Le constat a de quoi étonner. En Belgique, où sont pratiqués chaque année quelque 20 000 avortements, l’interruption volontaire de grossesse demeure, jusqu’à aujourd’hui, purement et simplement… absente des programmes scolaires. S’ils veulent maîtriser l’acte, les jeunes généralistes belges sont ainsi contraints de se former a posteriori et de leur propre initiative. Seule université libre de Bruxelles (ULB), propose à ses étudiants un module dédié à l’avortement, mais celui-ci est facultatif. Pour les autres, ni théorie ni pratique. Or, justement, sur le terrain, les besoins sont immenses : 95 % des médecins pratiquant l’IVG en Belgique sont des généralistes.
Sévère pénurie
Une ineptie dénoncée de longue date par les fédérations de centres de planning familial, qui recueillent d’ailleurs aujourd’hui l’assentiment des étudiants. « Ce n’est pas acceptable, souligne ainsi Basil Sellam, président du Comité inter-universitaire des étudiants en médecine (CIUM). L'apprentissage de l'IVG aurait dû être mis en place depuis longtemps, surtout quand on sait que la loi en vigueur date de 1990 ». Les premières comme les seconds peuvent dès lors se réjouir, le gouvernement de la Fédération Wallonie-Bruxelles (Belgique francophone) a finalement décidé d’intégrer cet automne la mesure dans sa déclaration de politique générale.

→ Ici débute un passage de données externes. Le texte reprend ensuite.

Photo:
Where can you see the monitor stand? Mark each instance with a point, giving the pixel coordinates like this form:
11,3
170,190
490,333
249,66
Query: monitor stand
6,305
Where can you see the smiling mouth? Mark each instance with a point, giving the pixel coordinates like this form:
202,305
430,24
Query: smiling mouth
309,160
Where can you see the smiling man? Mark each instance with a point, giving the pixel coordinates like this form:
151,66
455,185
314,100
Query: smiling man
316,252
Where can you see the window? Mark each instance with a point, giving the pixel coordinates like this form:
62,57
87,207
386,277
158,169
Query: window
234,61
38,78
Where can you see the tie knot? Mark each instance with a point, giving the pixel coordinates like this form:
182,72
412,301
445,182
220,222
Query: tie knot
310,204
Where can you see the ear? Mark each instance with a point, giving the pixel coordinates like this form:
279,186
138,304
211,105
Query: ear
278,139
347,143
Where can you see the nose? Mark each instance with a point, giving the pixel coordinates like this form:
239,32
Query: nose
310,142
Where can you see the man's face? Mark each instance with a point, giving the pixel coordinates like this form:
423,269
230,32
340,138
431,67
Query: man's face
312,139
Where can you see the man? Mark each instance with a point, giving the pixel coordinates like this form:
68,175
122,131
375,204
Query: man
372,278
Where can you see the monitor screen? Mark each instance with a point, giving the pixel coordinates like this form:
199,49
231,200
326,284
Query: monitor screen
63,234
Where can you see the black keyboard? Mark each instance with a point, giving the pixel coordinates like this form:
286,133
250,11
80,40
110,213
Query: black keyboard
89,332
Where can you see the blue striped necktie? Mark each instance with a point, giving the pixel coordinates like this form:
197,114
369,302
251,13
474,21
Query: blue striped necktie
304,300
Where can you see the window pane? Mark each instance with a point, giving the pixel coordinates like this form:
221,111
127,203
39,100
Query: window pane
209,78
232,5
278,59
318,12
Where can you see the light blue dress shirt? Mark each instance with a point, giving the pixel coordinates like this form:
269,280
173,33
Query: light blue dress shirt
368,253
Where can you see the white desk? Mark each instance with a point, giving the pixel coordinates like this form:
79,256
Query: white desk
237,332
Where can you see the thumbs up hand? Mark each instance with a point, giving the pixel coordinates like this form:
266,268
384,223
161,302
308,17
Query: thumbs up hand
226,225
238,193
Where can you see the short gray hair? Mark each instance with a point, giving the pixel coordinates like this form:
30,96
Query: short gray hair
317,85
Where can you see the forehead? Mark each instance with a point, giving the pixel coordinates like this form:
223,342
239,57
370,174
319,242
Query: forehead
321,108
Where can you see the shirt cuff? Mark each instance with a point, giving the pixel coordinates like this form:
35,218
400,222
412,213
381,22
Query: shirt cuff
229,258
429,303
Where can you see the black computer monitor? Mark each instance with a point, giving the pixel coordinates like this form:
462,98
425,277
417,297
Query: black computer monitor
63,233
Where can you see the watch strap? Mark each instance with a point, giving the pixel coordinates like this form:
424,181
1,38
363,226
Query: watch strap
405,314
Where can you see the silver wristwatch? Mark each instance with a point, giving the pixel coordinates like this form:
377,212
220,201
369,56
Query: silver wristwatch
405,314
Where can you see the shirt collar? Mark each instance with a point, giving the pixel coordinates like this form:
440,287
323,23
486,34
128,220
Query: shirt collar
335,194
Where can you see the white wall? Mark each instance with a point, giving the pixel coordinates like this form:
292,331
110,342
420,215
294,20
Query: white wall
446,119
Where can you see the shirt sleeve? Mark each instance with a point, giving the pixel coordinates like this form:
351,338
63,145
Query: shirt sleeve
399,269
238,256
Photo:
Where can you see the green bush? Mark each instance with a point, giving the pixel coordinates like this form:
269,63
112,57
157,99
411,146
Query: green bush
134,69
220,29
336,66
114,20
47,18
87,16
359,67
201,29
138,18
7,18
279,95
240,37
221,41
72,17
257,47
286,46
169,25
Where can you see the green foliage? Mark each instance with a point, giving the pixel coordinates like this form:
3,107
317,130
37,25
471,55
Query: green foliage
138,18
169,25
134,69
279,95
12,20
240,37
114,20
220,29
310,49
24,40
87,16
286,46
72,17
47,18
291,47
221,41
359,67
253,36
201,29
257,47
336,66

Pour les centres de planning familial, où sont pratiqués trois avortements sur quatre, l’enjeu est vital. Ces derniers font face, depuis des années, à une sévère pénurie de médecins pratiquant l’IVG. La jeune génération ne semble en effet pas très prompte à prendre la relève des médecins militants à l’œuvre depuis 1990 et la première loi de dépénalisation.
« Désormais un quart de nos 79 praticiens sont âgés de 55 ans ou plus, et les nouvelles recrues sont de plus en plus difficiles à trouver », témoigne Caroline Watillon, chargée de mission à la Fédération laïque de Centres de planning familial, qui réunit 44 centres de planning familial. Et si Bruxelles est relativement épargnée, la situation devient critique à mesure que l’on s’en éloigne. « À Namur par exemple (110 000 habitants), le Centre de planning familial n’a plus de médecin formé à la méthode chirurgicale. Les femmes n’ont donc plus le choix, ne reste que la méthode médicamenteuse ». Même constat du côté de la Fédération de centres de planning familial des Femmes prévoyantes socialistes (17 centres dont 9 pratiquant l’avortement) : « L’un de nos centres, celui d’Arlon (sud-est du pays, ndlr), a mis près de deux ans à trouver des médecins pour pratiquer dans ses nouveaux locaux », souligne sa chargée de communication Eloïse Malcourant.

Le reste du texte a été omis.